According to the OCSI charter document, the group will "develop a suite of DMTF informational specifications that deliver architectural semantics to unify the interoperable management of enterprise computing and Cloud Computing...the scope of this activity is focused on mainly Cloud resource-management aspects of infrastructure-as-a-service (IaaS) with some work touching on platform-as-a-service (PaaS) including SLAs, QoS, utilisation, provisioning and accounting and billing.”
"Cloud Computing will have a major impact on IT management," said DMTF president Winston Bumpus. "With the DMTF's track record for leading the industry in the development of proven standards for management interoperability, along with its extensive network of Alliance Partners, this Open Cloud Standards Incubator provides an ideal setting for initiating work on specifications to enable interoperable Cloud management.”
But like the Open Cloud Manifesto there are some big names choosing to stand aside. In the loop are DMTF members such as AMD, Cisco, Citrix, EMC, HP, IBM, Intel, Microsoft, Novell, Red Hat, Savvis, Sun Microsystems and Vmware. Absent are Google, Amazon, Salesforce.com and a number of other leading Cloud Computing providers.
"For many years, IBM has advocated common, open and consensus-based technology standards from reputable standards bodies, and cloud computing is no exception," said Erich Clementi, IBM's general manager of enterprise initiatives. "Open technical standards are integral to enabling the delivery of everything from healthcare to business services and consumer entertainment. IBM is committed to working with its industry peers to make it easier for clients to manage emerging Cloud environments that include technology from multiple vendors."
De jure v de facto
But while this effort has secured Microsoft (unlike the Open Cloud Manifesto), it's still lacking key figures. “It is an excellent line-up, but it is missing two very important infrastructure players, namely Google and Amazon,” noted Timothy Stammers of research house Ovum, who noted that the battle lines seem to be being drawn up again between de jure and de facto standards.

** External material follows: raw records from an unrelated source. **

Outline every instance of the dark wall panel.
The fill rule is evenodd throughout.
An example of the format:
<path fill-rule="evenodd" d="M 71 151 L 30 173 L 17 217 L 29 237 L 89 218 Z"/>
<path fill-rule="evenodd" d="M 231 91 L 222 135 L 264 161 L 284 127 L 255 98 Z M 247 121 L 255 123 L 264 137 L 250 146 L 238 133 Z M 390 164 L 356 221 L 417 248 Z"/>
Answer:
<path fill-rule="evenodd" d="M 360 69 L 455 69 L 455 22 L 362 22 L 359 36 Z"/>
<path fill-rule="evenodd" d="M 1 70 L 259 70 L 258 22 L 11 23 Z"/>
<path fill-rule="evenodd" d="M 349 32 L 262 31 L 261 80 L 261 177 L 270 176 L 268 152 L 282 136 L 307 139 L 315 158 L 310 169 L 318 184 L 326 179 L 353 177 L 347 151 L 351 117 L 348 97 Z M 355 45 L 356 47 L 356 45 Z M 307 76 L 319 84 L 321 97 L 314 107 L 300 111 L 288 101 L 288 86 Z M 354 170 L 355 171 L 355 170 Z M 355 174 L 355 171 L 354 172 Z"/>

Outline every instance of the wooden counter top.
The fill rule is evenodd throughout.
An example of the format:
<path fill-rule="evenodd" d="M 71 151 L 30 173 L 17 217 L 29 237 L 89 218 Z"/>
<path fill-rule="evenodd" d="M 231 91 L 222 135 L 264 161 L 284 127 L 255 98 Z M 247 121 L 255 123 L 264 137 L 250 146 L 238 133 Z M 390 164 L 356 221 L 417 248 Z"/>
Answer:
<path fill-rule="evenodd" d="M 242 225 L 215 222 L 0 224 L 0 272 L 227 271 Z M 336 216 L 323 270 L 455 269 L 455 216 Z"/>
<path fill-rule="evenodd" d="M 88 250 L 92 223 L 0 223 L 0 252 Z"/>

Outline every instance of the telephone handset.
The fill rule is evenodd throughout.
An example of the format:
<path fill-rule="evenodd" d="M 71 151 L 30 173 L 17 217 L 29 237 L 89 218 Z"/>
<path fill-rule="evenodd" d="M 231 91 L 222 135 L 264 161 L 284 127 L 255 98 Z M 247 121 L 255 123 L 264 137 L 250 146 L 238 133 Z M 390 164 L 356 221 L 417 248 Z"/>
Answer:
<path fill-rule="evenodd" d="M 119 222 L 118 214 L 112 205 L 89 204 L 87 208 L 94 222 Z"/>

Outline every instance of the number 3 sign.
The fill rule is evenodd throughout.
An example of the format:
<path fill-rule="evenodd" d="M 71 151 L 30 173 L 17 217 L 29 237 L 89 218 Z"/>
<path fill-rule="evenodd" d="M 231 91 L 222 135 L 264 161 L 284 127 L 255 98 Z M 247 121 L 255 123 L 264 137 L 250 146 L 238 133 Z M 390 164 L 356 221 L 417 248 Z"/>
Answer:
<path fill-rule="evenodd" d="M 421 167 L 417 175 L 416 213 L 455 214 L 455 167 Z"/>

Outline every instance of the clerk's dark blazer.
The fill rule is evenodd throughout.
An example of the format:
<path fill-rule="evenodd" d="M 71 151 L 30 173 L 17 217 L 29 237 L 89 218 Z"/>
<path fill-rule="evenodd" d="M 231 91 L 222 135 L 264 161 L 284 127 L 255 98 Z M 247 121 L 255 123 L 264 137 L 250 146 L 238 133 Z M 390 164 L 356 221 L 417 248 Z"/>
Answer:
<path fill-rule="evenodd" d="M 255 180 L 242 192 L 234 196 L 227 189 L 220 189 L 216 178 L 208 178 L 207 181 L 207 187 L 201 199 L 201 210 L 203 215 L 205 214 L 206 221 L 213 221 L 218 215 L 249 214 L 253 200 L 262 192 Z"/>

“Amazon's infrastructure cloud services are already three years old, and are a major market force,” he cited as an example. “One demonstration of their popularity is that IBM sells its applications as virtual severs ready-packaged to run in the Amazon cloud, and even allows customers to use existing IBM licences to do that. That packaging is done to Amazon's in-house AMI standard, which the DMTF acknowledges is more advanced than OVF. AMI has already been implemented in the open source Eucalyptus code, which allows customers to build their own Amazon-standard private clouds. If those customers want to, they can then easily move their virtual servers from there into Amazon's public Cloud.
“But currently Amazon does not look likely to join the DMTF incubator group, let alone donate AMI to its standards effort. In contrast, the DMTF says, players such as VMware and Sun are quite likely to contribute APIs that they have developed in other areas. Amazon's public position is that it is sceptical about the IT industry's ability to forge useful standards. So although it expects that Cloud standards will develop, and promises that it will adopt them wherever they will help customers, it will stand back from the DMTF, for now at least.
“This split between de jure and de facto standards is far from unusual in the IT industry. It is a reminder that although Cloud computing has the potential to revolutionise IT, it will not change the realities of competition. Whether the DMTF can overcome this problem to forge useful and widely adopted standards remains to be seen. It would be very much in customers' interests. Obviously what is needed is some form of rapprochement, with the DMTF recognising the reality of Amazon's standard, and both it and Amazon working to achieve at least some interoperability between OVF and AMI.”